I hope this is a speed bump and not part of deeper issues in the marriage.


----------



## EuroAussie (Oct 14, 2012)

Thanks for the replies folks. Im certainly working on the language (infact were about to go to the pub to do my homework).

However its still a long way from being fluent, and certainly her English will always be better than the other way round.


----------



## Chris Taylor (Jul 22, 2010)

How about physical "communication"? Touch? Rubbing?

Not always leading to sex but demonstrating a closeness that you may not be able to convey through language.


----------



## Relic (Sep 20, 2012)

EuroAussi,

To be honest, I really doubt that nature of your problem/challenge has anything to do with the fact that you have different mother tongues.

My wife and I have different mother tongues and she is from a different country. We met when I was living there. She could barely speak English.

The chemical attraction kept things hot and heavy for a long time while we improved on the verbal communication.

If anything I always thought our sexual relationship was twice as wild because of the linguistic and cultural differences.

I understand what you're saying about the inability to have deeply theoretical conversations requiring specialized vocabulary, but it's pretty easy to teach sex vocabulary. You're either overthinking it or the two of you are too shy to make things spicier in your relationship.

Am I on to something?

Regardless, I am not too worried about you. You sound like you're very in love with each other. I'd say you've got to have a good conversation one day soon and discuss how you'd like to spice the sexual relationship up and ask her to trust you and just go along with it next time. Then a few days later, have a couple of glasses of wine together, and then go have some extra fun in the bedroom with her. Tell her what you want and then do it.
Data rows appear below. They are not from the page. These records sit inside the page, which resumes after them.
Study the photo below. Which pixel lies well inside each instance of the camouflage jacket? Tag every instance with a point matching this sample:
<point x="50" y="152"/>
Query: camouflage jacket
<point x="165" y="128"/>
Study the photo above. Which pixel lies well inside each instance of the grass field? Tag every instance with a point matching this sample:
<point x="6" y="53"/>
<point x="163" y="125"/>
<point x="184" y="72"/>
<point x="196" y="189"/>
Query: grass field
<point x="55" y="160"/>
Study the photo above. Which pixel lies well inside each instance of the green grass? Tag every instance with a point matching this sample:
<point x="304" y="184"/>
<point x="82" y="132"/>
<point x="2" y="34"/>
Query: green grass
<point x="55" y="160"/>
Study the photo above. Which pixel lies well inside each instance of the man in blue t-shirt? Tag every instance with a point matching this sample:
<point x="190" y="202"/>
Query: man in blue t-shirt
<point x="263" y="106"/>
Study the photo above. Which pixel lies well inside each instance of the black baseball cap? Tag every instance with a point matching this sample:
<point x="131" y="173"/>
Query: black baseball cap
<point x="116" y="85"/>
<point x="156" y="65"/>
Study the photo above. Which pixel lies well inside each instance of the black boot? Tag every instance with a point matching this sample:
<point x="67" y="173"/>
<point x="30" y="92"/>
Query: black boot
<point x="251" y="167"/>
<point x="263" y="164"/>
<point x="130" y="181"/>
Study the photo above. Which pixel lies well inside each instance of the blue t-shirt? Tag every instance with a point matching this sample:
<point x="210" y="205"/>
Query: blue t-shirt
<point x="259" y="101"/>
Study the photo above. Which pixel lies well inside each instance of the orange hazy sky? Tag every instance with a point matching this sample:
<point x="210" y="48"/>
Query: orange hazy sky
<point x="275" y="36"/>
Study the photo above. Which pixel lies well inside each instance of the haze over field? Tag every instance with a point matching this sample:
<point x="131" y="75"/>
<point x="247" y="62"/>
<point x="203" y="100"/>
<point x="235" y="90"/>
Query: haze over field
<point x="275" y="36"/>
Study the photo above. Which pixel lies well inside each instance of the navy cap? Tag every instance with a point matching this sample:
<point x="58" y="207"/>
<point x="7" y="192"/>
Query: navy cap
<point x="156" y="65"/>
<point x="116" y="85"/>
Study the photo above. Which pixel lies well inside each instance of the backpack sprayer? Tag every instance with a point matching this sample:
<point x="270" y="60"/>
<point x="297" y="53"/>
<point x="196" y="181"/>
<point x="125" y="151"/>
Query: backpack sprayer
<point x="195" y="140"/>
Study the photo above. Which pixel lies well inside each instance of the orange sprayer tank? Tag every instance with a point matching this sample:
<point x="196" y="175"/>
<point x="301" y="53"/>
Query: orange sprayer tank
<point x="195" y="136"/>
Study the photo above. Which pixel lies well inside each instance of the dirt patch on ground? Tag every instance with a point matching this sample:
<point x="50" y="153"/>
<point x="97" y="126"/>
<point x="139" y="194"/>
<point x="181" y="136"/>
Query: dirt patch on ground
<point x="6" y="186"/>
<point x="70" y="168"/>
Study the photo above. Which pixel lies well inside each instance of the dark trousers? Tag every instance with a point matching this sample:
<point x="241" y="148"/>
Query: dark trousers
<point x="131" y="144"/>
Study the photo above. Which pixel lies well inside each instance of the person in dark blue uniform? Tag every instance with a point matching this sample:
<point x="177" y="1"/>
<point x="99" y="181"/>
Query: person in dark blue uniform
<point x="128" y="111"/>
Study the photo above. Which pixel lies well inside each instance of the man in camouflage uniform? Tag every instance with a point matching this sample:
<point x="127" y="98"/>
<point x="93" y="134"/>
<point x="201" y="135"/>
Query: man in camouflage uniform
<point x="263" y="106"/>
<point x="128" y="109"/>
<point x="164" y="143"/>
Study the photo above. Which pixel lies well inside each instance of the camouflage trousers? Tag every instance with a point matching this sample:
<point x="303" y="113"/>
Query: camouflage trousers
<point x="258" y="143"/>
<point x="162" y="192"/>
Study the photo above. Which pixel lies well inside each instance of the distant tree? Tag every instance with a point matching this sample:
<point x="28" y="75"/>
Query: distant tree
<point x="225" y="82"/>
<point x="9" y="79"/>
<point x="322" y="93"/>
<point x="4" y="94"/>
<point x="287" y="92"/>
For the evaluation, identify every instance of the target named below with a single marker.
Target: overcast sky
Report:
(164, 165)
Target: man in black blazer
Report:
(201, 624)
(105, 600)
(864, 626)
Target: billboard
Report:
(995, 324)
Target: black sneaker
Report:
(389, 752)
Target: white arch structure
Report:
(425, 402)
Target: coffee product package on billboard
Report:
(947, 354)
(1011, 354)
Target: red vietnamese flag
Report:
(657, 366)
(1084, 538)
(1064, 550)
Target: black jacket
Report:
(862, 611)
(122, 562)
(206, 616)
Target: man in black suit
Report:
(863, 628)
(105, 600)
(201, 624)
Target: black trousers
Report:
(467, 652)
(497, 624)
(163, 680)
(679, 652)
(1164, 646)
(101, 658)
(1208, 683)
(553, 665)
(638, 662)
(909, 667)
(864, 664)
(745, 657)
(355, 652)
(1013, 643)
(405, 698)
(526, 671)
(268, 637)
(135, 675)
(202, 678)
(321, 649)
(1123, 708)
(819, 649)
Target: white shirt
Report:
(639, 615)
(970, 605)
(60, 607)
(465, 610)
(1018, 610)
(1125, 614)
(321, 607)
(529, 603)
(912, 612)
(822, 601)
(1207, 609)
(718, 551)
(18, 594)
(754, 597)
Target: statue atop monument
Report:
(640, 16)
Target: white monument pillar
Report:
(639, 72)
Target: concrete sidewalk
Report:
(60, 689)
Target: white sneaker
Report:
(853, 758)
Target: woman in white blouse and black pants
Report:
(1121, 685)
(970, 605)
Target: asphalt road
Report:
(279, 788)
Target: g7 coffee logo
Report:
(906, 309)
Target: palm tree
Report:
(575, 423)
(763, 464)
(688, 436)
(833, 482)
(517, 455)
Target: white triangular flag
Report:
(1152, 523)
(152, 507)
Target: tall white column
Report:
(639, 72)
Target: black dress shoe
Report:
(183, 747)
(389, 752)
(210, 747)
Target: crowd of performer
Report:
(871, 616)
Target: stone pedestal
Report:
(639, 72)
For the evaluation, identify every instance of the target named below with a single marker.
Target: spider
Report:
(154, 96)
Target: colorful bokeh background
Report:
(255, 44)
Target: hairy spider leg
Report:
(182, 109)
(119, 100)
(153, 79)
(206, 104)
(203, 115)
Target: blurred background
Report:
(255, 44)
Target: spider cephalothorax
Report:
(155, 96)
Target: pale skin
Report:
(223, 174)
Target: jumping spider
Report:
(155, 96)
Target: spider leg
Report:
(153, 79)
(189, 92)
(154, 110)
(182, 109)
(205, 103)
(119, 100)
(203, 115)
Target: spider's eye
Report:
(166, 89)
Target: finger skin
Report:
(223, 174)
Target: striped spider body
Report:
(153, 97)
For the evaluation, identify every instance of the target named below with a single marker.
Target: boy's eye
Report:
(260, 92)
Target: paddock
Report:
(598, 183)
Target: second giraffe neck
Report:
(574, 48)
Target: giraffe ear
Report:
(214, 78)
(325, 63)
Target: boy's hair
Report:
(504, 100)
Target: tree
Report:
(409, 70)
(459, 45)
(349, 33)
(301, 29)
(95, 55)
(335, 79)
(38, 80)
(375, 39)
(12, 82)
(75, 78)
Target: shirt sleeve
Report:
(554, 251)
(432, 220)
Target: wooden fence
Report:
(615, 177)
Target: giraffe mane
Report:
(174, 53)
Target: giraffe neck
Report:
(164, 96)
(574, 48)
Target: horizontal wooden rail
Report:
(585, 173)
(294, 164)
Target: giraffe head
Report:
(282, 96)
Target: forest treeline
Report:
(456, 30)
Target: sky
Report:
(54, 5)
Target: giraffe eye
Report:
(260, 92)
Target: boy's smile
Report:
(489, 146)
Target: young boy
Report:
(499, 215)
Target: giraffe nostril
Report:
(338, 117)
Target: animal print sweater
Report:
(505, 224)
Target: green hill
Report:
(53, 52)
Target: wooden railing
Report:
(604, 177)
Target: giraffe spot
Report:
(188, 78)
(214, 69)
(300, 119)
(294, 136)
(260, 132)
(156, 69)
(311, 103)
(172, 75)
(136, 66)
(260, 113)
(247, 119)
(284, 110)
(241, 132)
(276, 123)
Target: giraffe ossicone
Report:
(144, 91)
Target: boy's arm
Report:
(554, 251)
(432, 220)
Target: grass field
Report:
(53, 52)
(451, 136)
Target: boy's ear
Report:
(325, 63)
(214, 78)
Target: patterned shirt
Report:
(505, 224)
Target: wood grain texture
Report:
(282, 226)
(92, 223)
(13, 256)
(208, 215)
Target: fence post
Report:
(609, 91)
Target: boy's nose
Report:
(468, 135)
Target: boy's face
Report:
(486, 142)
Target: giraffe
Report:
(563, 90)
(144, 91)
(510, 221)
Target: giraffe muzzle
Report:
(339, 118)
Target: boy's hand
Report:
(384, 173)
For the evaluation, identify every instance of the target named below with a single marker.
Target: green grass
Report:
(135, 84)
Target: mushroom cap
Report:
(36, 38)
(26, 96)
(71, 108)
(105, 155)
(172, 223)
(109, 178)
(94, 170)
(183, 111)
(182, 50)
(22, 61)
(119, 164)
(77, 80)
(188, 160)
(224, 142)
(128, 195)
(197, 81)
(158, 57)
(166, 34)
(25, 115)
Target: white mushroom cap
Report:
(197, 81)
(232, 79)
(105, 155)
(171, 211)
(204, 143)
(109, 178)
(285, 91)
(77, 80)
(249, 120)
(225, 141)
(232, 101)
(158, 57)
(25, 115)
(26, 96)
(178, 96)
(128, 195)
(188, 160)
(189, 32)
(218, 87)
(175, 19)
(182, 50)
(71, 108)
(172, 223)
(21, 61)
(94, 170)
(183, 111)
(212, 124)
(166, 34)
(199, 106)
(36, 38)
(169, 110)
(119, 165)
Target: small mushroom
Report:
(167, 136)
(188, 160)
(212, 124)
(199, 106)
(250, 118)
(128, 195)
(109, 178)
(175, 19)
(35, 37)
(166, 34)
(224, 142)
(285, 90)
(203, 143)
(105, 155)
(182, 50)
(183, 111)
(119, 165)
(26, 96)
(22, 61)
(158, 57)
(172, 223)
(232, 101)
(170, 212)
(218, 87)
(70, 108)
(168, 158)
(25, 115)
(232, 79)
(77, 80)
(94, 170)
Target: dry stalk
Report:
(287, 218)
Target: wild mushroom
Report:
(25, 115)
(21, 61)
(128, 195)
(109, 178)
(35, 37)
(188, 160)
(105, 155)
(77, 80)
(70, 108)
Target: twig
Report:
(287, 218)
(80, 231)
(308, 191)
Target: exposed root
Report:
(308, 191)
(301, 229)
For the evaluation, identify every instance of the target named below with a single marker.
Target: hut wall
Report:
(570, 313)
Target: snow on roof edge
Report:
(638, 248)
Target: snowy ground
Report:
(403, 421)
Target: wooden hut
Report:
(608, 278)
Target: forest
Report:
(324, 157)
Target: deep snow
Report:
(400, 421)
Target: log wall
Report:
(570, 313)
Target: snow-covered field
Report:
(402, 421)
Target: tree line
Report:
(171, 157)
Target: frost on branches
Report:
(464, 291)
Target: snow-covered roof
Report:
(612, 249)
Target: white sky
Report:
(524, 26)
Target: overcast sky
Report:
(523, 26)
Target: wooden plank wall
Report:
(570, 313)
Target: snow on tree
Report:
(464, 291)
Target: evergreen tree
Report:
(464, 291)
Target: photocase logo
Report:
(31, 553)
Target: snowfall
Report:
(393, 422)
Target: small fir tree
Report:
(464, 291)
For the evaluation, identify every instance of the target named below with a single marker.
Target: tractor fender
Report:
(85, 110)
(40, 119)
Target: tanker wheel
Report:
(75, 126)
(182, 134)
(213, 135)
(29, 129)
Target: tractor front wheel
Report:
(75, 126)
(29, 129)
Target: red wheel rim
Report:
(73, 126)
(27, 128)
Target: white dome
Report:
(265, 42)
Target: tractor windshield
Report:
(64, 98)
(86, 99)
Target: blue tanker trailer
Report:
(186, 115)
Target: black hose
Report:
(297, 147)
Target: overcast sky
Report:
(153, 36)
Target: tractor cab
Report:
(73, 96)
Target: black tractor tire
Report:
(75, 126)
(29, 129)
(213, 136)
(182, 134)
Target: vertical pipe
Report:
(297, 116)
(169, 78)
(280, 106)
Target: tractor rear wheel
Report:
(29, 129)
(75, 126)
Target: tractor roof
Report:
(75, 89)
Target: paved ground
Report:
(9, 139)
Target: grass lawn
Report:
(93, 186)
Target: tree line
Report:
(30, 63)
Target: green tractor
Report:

She'll stop you if she's not comfortable.


----------



## EuroAussie (Oct 14, 2012)

Actually in the beginning the lack of language connection made the sex even better, as often happens sex is the universal language, that is the common bond. 

Although seeing many expats with local partners, the relationships often ended when they realised there was not much beyond the sex and the reality of lack of communication and cultural differences hit home.

We didnt seem to have that problem and contiued to have a strong connection and love towards each other.

Although we are probably as guilty as others in getting a bit lazy in continuing to keep the spark and variety in the sex life and its something we need to work on, however we do find also the language barrier is becoming an issue now that the initial sexual spark has worn through, like with most couples and its time now to really work on it.


----------



## PBear (Nov 16, 2010)

EuroAussie said:


> Actually in the beginning the lack of language connection made the sex even better, as often happens sex is the universal language, that is the common bond.
> 
> Although seeing many expats with local partners, the relationships often ended when they realised there was not much beyond the sex and the reality of lack of communication and cultural differences hit home.
> 
> ...


I was gone to post on this, and my thoughts were related to this post... How do you communicate on other issues, like politics, feelings, family, etc? Those things are harder to communicate about, as they can't be made up with a touch or a boink.

C


----------



## Michael A. Brown (Oct 16, 2012)

You should find ways on how you could fix this thing. This will surely going to affect your relationship later on.


----------



## EuroAussie (Oct 14, 2012)

PBear said:


> I was gone to post on this, and my thoughts were related to this post... How do you communicate on other issues, like politics, feelings, family, etc? Those things are harder to communicate about, as they can't be made up with a touch or a boink.
> 
> C


We can discuss those things, and do. But we dont discuss them at a deep level, its more like I or she might have a point of view and we quickly get to a conclusion, rather than have a long debate.

I would say our communication is more on a functional than a deep level, which is highly frustrating as its against our normal nature of communicating on a deeper level in our native language.


----------



## coupdegrace (Oct 15, 2012)

I'm African-American and my wife of 3 years is Asian. We've been together for 12 years. As far as sex goes, there are no barriers. It's as easy as Insert Tab A into Slot B.  We both know what each other wants and satisfy those desires accordingly. My wife isn't a native English speaker, but we both love oral (I'm still trying to get anal) and we both love coitus and we can communicate efficiently enough to get our points across.

The only issue we've ever had (and this really isn't an issue) is when we watch tv or go to comedy shows where old pop culture references are made. Since she wasn't living in America prior to 1995, all those references go over her head, and some are difficult to explain. For instance, it's hard to explain why "Where's the beef?" is funny.


----------



## moco82 (Jul 16, 2012)

Poets and quants... Whichever of the two parties is better at picking up languages, or speech in general, needs to put in the effort. There are people who were simply not born to be eloquent even in their mother tongue. It may seem intuitive that your GF would make the effort, since she's already upper-intermediate, but it may just be that the thoughts in her head don't transform into expressive language in _any_ tongue. If you're more linguistically astute, it may be worthwhile for you to learn the language of the host country. 

I've lived in several places and dated women from different backgrounds. Some can be extremely intelligent, and manifest it in other areas of life (math, their profession, simply common sense), but just never be able to put all their thoughts in a coherent and digestible manner in text, let alone in impromptu speech.


----------